CMA-ES for Hyperparameter Optimization of Deep Neural Networks
Ilya Loshchilov, Frank Hutter
TL;DR
The paper investigates using Covariance Matrix Adaptation Evolution Strategy (CMA-ES) as a derivative-free, parallel-friendly alternative to Bayesian optimization for hyperparameter tuning of deep neural networks. It benchmarks CMA-ES against Gaussian-process-based methods (Spearmint with EI and PES) and tree-based Bayesian optimizers (TPE, SMAC) on MNIST, leveraging 30 GPUs. Results show CMA-ES steadily improves validation performance, often achieving sub-0.4% error with substantial parallel budgets, while GP-based methods incur higher wall-clock costs due to their cubic scaling.

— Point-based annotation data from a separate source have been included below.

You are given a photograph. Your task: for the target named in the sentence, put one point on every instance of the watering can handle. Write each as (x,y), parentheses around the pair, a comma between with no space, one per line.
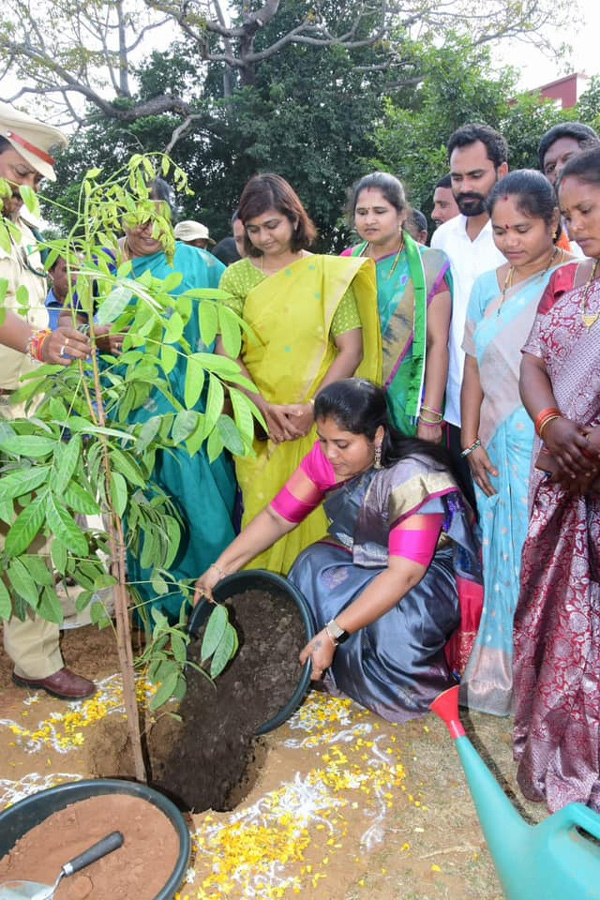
(576,815)
(111,842)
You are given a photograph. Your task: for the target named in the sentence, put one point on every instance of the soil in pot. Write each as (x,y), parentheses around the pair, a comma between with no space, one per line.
(215,754)
(140,868)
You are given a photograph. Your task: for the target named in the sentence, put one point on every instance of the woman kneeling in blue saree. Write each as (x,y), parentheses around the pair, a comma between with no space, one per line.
(383,584)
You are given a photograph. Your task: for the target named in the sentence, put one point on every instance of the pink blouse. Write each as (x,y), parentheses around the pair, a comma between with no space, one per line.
(415,538)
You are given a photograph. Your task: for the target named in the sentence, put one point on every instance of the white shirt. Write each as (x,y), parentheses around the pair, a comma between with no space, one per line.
(468,260)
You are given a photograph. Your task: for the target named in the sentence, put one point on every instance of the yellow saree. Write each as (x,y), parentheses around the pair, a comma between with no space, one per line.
(288,355)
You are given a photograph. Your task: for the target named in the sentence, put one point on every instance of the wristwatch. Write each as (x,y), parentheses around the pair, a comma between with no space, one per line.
(336,632)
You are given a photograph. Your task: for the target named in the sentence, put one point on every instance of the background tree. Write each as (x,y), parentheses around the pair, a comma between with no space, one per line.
(319,92)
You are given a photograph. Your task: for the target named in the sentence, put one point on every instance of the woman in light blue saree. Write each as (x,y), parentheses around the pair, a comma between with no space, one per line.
(497,433)
(202,492)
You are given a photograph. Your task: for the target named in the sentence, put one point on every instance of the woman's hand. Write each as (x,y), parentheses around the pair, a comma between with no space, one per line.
(320,651)
(302,416)
(280,426)
(433,433)
(480,464)
(568,445)
(64,345)
(205,584)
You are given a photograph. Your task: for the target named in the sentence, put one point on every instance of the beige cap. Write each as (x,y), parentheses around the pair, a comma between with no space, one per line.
(188,230)
(36,142)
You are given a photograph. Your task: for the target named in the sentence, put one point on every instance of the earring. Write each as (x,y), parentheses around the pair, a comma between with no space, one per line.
(377,460)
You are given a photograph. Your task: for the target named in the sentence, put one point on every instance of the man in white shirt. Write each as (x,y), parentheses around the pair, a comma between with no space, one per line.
(478,159)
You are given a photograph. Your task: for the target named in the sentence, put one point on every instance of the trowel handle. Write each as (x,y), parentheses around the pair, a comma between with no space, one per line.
(111,842)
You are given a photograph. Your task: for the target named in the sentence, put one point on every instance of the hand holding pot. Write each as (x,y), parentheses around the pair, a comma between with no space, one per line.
(206,583)
(320,650)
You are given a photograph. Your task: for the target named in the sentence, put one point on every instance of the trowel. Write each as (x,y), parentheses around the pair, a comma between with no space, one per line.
(35,890)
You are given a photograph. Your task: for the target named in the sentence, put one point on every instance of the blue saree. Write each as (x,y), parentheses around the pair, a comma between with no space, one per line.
(395,666)
(203,493)
(495,332)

The study suggests CMA-ES as a competitive component in hyperparameter optimization, especially in high-parallelism regimes, and provides releaseable code and supplementary material for reproducibility.
Abstract
Hyperparameters of deep neural networks are often optimized by grid search, random search or Bayesian optimization. As an alternative, we propose to use the Covariance Matrix Adaptation Evolution Strategy (CMA-ES), which is known for its state-of-the-art performance in derivative-free optimization. CMA-ES has some useful invariance properties and is friendly to parallel evaluations of solutions. We provide a toy example comparing CMA-ES and state-of-the-art Bayesian optimization algorithms for tuning the hyperparameters of a convolutional neural network for the MNIST dataset on 30 GPUs in parallel.